Jump Start Your Creativity
Before starting to work on your project, spark your creativity with some fun warm up activities. Allow yourself to read a bit from your favorite author or poet, look at inspirational art material, or listen to music that gets you in a creative mood. Figure out what methods really jumpstart your imagination and get you itching to create, and use them as an inspirational tool. Whatever you choose, keep it short – it is just a warm up period to ease you into your work.
Use Time Off
Remember that you also have other free time to devote to your project, namely weekends and holidays. “These precious breaks from our workday routine are meant to stimulate, refresh and uplift us,” Don Aslett writes in “Get Organized, Get Published.”

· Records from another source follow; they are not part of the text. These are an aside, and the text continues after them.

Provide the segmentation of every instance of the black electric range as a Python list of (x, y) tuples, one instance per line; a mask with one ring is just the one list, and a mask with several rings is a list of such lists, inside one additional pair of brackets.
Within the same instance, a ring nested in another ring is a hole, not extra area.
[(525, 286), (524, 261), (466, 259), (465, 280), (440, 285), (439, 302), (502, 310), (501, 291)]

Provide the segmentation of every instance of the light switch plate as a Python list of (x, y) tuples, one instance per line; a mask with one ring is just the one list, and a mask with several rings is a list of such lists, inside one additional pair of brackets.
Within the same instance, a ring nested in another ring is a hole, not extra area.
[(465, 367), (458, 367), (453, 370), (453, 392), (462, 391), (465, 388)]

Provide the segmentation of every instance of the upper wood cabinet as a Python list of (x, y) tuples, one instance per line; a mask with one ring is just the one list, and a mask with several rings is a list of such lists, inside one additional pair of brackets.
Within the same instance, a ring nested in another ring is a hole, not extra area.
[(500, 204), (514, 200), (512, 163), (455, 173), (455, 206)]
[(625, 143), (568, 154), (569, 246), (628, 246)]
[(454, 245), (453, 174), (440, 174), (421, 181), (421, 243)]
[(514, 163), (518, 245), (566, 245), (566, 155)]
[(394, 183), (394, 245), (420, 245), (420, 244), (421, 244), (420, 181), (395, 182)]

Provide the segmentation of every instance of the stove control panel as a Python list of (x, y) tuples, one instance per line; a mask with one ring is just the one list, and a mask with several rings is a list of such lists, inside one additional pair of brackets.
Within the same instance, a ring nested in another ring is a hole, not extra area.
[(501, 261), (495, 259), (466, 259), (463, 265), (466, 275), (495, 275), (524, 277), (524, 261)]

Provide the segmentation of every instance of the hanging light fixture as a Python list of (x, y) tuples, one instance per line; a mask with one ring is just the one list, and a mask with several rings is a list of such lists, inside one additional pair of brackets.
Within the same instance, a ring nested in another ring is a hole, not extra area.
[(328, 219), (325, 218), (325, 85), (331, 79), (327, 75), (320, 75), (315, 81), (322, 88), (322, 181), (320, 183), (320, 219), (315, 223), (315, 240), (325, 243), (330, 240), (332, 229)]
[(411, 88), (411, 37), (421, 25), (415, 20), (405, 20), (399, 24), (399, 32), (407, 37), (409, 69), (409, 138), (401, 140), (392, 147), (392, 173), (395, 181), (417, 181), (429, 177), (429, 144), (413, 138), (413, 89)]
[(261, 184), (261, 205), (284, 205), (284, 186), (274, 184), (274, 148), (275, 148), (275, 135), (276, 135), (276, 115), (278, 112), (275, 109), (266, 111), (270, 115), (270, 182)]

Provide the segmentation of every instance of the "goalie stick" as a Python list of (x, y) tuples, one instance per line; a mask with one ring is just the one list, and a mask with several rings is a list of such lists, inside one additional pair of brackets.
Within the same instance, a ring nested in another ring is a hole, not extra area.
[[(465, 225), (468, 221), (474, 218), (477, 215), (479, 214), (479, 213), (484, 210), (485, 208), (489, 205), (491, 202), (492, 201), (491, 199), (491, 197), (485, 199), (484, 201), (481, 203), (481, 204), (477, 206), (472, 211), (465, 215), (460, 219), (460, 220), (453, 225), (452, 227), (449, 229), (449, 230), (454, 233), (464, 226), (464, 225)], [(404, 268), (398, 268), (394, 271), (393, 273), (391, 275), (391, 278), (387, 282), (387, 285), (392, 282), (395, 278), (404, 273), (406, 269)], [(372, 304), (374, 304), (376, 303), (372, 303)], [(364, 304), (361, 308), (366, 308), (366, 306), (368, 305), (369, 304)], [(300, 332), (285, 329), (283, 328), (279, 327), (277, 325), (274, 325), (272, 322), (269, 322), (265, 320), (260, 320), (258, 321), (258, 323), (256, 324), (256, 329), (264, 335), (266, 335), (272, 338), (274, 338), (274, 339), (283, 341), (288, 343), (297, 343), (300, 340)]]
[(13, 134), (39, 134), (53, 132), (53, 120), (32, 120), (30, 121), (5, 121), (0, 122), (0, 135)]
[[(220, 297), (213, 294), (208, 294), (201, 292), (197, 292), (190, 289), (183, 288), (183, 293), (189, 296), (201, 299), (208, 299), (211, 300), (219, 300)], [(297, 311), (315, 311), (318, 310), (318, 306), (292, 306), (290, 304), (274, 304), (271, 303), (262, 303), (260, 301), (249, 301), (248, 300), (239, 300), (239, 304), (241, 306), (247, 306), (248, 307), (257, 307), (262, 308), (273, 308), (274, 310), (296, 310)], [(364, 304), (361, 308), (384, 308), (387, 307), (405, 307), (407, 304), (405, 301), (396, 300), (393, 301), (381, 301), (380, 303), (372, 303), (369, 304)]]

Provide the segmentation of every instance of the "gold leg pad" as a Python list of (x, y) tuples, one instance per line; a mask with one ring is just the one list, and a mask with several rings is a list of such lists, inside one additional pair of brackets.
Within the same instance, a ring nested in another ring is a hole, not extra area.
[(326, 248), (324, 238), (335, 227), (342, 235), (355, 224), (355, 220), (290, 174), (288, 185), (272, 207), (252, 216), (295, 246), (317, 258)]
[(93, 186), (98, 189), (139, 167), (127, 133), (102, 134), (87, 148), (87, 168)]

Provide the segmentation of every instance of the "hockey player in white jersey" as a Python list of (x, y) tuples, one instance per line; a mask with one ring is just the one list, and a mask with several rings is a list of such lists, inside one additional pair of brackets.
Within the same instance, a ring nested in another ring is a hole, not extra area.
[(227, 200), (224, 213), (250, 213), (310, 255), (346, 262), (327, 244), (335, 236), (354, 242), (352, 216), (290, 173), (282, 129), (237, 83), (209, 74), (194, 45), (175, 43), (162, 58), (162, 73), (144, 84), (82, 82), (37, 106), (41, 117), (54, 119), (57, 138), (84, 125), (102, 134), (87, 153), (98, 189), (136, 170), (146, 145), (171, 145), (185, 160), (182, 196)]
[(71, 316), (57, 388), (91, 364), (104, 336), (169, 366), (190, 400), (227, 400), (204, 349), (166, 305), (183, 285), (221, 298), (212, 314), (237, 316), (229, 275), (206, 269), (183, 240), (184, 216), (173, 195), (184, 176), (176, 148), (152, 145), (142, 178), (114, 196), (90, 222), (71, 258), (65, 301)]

“There is something satisfying and secure in being home with pen in hand.” You may even consider taking a “writing vacation” or an “art vacation.” Whether you actually go anywhere or not, use a day or a week off and devote to your project. This can be very productive and satisfying.
Many famous writers and artists had to make a living, just like you. Here are five examples of many: E.B White sold insect poison, William Carlos Williams sustained a medical practice, Raymond Carver worked as a night janitor, Georgia O’Keefe taught art classes, and T.S. Eliot was a banker. Let these legends inspire you. You don’t need all day to accomplish amazing things.